When people posted things that were well-supported, I found new sources of information in links and searches. When people considered implications or possibilities, they provided evidence and reason for their ideas. When people posted things that looked suspicious, I went off in search of the truth, and found out all kinds of knowledge that either rebutted or supported these things.

In fact, if it hadn’t been for someone posting about epigenetics in a way that sounded an awful lot like magical thinking, I would never have delved as deeply into this fascinating process as I have, and would not have learned most of the amazing things I now know about genetics, evolution, and developmental neurology. I had learned a lot about the physical structures of the brain and their functions, but without the input of the other curious and intelligent people there, I wouldn’t have known about the interconnectivity and the complex chemical and electrical communication that makes these structures function as a whole.

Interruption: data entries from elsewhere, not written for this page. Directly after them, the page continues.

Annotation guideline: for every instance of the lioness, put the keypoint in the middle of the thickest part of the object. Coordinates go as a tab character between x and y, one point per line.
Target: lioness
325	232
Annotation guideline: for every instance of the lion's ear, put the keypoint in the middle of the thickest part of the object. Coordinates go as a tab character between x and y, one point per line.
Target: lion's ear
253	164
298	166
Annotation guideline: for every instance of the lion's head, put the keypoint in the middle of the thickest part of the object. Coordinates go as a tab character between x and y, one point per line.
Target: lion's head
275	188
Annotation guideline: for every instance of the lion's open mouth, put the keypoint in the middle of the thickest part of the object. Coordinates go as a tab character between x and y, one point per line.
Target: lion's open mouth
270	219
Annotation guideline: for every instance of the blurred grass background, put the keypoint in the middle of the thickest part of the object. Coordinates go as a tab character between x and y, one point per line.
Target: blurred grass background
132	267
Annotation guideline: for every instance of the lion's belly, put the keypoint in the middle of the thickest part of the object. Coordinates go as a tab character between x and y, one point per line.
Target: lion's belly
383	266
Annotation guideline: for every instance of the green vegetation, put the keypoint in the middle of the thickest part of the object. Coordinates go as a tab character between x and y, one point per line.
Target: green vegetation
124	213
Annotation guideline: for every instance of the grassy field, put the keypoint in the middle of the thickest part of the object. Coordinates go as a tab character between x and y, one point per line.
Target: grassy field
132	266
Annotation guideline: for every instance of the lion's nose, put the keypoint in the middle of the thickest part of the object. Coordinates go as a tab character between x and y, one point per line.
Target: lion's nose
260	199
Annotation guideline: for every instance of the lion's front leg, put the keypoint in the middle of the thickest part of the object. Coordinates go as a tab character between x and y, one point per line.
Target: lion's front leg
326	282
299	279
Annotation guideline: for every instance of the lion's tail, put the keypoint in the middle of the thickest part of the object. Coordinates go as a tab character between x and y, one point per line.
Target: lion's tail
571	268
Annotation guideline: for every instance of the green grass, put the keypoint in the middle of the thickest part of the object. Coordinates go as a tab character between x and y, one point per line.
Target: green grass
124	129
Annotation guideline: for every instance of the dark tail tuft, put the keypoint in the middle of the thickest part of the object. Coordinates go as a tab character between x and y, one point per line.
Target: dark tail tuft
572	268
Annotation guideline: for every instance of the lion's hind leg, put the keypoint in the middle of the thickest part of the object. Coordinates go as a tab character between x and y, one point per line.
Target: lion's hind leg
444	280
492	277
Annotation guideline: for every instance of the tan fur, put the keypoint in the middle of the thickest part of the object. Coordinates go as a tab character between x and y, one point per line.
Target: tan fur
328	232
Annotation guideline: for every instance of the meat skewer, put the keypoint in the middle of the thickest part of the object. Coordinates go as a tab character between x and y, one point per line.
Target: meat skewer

This was different from reading scientific information from scientists. While some were writing for public understanding, most were writing for their peers. These were not always places to pose elementary questions or ask if some speculation you had might have some factual support. This forum was, and I looked forward to visiting it every day. The dialogues were lively, and disagreements were usually battles of who had the most robust evidence. I was interested in science, but it was this particular place that got me excited about it.

No more.

Sadly, an extremely small number of people have been given carte blanche to ignore all the rules that used to make this discussion area work. Should anyone dare to post anything remotely resembling fascinating new information, they descend upon the conversation and shut it down. Every thread looks like a copy-paste of every other thread; evidence is disregarded in favor of dogma; anyone who disagrees with what is basically the only topic of the entire area is told they are wrong with a thinly veiled insult to their intelligence.

Cognitive dissonance should be a call to arms – go out and find the truth! It should prepare you to learn more and change your mind if you discover that the best evidence contradicts what you think you know. Now, the ability to ignore that conflict is treated as the highest of virtues.

Here was a place filled with creative, curious people, who had unusual approaches to connecting ideas, different ways of putting things together and taking them apart. Here was a place where the goal was not to be right for the sake of being right, but to be right because you could show your work. Here was a place that was exciting and interesting and challenging.

It is gone, and I don’t anticipate it ever coming back. I used to direct people to this place to get information; now I tell them they won’t find what they’re looking for there. It is hostile and uninviting to the very type of thinkers it used to attract. I miss it terribly.